[Date Prev][Date Next] [Thread Prev][Thread Next] [Date Index] [Thread Index]

Re: Memory tester for powerpc?



Tuomas Kuosmanen writes:
> On Fri, 2002-01-25 at 07:06, Michel Lanners wrote:
>> On  25 Jan, this message from Russell Hires echoed through cyberspace:

>>> Just so I can be sure it's not my RAM causing my kernel oopses,
>>> is there a  utility for testing RAM in Linux? I know that there
>>> is one in the x86 world that can test memory, but in the powerpc
>>> world...???
...
> 	http://www.qcc.sk.ca/~charlesc/software/memtester/
>
> This one runs on ppc. I cannot tell if it is good or bad, since I dont
> know how a memory test should work to be "good", but it prints nice
> stats to STDOUT, hogs the CPU and allocates a lot of RAM. I guess it
> works ;-)

It's hopeless. It does indeed hog the CPU and eat RAM though.
The first problems spotted:

has useless tests that are slow
does not report physical or kernel addresses
does not cover all memory

You need physical addresses if you'd like to use the bad RAM
with the affected pages avoided.

> I wonder how hard it would be to port memtest86 to ppc, it is a neat one
> since it is basically a linux kernel that just runs the memory test.
> Nice way to minimize the reserved memory size.. But I guess it also
> writes its output directly to the VGA memory, which would be a problem
> for PPC I guess.

That's a half-way reasonable idea. Doing a straight port won't
work due to memtest86 being x86 assembly, but copying the idea
would be good.

Due to the damn framebuffer, a ppc memory tester will need to
carry along a good sized chunk of the kernel. With memtest86,
only the Linux boot code is used.

I'm thinking that a memory tester could be an in-kernel process.
It grabs a huge contiguous chunk of memory, tests it, frees it,
and then allows a normal boot to proceed.
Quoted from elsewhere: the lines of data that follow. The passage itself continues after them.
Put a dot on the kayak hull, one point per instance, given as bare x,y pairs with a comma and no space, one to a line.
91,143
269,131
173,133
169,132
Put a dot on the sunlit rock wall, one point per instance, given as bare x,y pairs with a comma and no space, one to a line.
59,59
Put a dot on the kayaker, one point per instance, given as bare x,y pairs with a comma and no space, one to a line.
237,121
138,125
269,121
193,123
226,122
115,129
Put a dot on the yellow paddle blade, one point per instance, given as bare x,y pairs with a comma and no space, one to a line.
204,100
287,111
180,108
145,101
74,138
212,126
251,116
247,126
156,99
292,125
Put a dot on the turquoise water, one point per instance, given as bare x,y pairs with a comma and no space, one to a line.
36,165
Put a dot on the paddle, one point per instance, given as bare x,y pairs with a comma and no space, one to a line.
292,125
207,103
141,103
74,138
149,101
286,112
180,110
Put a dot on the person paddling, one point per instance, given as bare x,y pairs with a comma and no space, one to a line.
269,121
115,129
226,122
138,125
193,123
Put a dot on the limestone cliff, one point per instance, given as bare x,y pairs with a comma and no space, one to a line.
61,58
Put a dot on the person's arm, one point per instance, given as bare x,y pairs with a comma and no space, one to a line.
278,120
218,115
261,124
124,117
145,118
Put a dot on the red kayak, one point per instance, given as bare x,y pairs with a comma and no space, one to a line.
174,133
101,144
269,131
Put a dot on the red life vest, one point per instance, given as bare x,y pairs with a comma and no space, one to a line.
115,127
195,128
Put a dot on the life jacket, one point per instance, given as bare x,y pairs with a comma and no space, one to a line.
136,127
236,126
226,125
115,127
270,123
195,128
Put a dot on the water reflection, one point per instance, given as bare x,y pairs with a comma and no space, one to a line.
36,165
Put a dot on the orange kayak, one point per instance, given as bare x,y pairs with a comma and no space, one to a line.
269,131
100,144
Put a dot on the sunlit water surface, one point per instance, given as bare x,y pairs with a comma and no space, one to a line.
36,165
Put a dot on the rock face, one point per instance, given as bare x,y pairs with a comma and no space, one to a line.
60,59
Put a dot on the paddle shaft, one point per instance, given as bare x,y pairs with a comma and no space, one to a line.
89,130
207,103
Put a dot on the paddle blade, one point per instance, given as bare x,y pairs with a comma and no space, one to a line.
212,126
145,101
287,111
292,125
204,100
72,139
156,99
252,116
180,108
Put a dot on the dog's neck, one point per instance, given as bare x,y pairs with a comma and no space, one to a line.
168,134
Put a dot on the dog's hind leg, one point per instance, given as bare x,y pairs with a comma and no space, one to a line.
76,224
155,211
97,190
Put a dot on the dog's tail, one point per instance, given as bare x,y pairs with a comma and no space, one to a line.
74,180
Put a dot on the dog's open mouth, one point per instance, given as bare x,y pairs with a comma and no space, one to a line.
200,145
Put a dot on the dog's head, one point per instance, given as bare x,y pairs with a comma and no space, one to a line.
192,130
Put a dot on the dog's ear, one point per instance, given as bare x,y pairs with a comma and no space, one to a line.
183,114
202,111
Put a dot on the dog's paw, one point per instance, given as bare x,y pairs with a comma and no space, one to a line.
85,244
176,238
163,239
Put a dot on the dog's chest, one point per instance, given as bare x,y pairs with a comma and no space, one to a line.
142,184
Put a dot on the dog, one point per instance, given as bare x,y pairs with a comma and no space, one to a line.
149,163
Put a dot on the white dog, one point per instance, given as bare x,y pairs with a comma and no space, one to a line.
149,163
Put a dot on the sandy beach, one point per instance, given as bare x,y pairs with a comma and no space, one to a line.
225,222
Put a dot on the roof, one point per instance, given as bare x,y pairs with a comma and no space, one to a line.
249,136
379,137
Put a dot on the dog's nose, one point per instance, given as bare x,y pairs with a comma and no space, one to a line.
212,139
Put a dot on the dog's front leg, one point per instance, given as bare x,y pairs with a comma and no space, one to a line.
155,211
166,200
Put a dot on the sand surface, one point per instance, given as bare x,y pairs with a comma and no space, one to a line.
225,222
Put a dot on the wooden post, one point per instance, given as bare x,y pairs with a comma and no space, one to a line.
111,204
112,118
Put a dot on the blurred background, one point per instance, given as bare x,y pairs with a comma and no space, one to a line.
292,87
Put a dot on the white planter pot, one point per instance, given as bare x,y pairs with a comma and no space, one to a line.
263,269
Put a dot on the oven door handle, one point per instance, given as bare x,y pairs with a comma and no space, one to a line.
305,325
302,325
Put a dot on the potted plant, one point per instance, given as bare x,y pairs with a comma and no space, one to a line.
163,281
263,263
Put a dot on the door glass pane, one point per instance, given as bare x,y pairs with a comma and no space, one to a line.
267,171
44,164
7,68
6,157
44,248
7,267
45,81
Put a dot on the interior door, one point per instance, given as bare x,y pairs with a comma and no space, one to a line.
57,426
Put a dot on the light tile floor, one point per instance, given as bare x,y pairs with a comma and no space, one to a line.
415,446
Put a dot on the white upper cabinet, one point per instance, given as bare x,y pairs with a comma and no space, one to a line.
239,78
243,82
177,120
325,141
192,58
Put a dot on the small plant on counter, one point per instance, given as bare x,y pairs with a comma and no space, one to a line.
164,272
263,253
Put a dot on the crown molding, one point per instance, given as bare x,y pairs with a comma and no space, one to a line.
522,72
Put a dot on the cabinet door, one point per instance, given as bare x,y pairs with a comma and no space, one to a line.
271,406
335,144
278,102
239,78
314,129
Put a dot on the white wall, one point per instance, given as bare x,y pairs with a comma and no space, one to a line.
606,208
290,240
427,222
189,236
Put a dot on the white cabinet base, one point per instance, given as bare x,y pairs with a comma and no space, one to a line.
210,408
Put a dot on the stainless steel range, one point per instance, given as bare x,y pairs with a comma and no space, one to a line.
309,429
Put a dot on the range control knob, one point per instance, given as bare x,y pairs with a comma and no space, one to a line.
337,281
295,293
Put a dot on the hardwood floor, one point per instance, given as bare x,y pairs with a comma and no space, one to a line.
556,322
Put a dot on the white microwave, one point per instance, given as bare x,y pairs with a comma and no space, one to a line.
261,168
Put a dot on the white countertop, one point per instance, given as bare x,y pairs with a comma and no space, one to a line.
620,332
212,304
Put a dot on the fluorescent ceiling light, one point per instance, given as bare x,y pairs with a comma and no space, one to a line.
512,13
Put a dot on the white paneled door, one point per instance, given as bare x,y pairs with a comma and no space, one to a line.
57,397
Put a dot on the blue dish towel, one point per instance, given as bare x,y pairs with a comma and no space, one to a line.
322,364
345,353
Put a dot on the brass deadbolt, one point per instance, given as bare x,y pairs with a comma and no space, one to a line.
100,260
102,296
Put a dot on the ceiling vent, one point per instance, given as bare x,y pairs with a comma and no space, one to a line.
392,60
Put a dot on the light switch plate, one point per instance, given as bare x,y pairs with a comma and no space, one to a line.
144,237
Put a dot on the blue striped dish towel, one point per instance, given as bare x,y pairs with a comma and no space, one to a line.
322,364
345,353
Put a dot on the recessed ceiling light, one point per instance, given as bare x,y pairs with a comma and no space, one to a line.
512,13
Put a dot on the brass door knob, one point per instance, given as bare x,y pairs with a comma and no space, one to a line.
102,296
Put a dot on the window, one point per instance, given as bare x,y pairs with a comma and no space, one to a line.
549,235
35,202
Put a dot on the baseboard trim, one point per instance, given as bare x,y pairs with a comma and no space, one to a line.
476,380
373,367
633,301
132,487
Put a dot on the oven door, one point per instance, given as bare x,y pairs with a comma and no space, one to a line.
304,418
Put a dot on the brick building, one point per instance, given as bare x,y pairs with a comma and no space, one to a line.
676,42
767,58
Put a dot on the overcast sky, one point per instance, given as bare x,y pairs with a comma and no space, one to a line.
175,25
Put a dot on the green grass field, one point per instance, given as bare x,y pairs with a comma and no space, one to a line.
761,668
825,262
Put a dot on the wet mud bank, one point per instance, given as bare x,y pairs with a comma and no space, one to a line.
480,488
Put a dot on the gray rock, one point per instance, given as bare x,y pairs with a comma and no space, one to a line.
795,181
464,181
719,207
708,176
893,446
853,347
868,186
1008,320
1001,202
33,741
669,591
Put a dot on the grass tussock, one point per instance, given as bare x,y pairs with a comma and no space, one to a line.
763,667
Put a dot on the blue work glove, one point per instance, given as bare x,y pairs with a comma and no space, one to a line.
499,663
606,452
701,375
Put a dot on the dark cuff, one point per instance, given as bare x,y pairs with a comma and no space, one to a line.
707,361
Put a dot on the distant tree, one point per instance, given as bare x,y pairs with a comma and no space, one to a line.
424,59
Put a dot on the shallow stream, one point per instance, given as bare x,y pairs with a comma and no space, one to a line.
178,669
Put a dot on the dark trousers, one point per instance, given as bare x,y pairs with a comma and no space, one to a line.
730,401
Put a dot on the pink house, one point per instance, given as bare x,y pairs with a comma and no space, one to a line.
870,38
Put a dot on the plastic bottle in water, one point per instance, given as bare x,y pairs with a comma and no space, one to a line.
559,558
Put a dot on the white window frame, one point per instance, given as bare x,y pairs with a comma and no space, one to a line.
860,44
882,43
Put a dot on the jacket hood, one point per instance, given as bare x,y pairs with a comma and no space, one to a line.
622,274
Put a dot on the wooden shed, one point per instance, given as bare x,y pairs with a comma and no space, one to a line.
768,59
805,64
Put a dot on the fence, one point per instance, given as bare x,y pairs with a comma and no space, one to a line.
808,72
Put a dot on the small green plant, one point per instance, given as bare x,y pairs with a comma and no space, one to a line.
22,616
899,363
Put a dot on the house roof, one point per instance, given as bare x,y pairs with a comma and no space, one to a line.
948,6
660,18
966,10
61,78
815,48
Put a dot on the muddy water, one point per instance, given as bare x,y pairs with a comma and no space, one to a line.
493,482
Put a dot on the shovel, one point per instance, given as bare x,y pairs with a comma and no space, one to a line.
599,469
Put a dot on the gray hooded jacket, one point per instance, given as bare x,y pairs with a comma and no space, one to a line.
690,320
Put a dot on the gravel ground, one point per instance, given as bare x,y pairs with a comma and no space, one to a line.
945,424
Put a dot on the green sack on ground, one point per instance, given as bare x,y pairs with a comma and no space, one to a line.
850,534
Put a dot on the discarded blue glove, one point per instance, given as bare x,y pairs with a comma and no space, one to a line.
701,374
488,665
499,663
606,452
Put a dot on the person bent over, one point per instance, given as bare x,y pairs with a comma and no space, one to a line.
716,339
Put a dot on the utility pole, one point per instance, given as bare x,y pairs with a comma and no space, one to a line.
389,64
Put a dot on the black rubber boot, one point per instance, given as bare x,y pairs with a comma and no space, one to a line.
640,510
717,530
At some point the
memory tester might move the kernel's physical location, keeping
the virtual location unchanged by adjusting the BAT mappings as
needed. (must not forget USB writing to memory, etc.)

So this tests pretty much everything, including the low memory
if one doesn't mind testing with interrupts off for a while.
Results are easy to save, since the fully-booted system will
have them in /proc.

Another nice thing about doing it this way is that the tester
can enable/disable the cache like memtest86 does.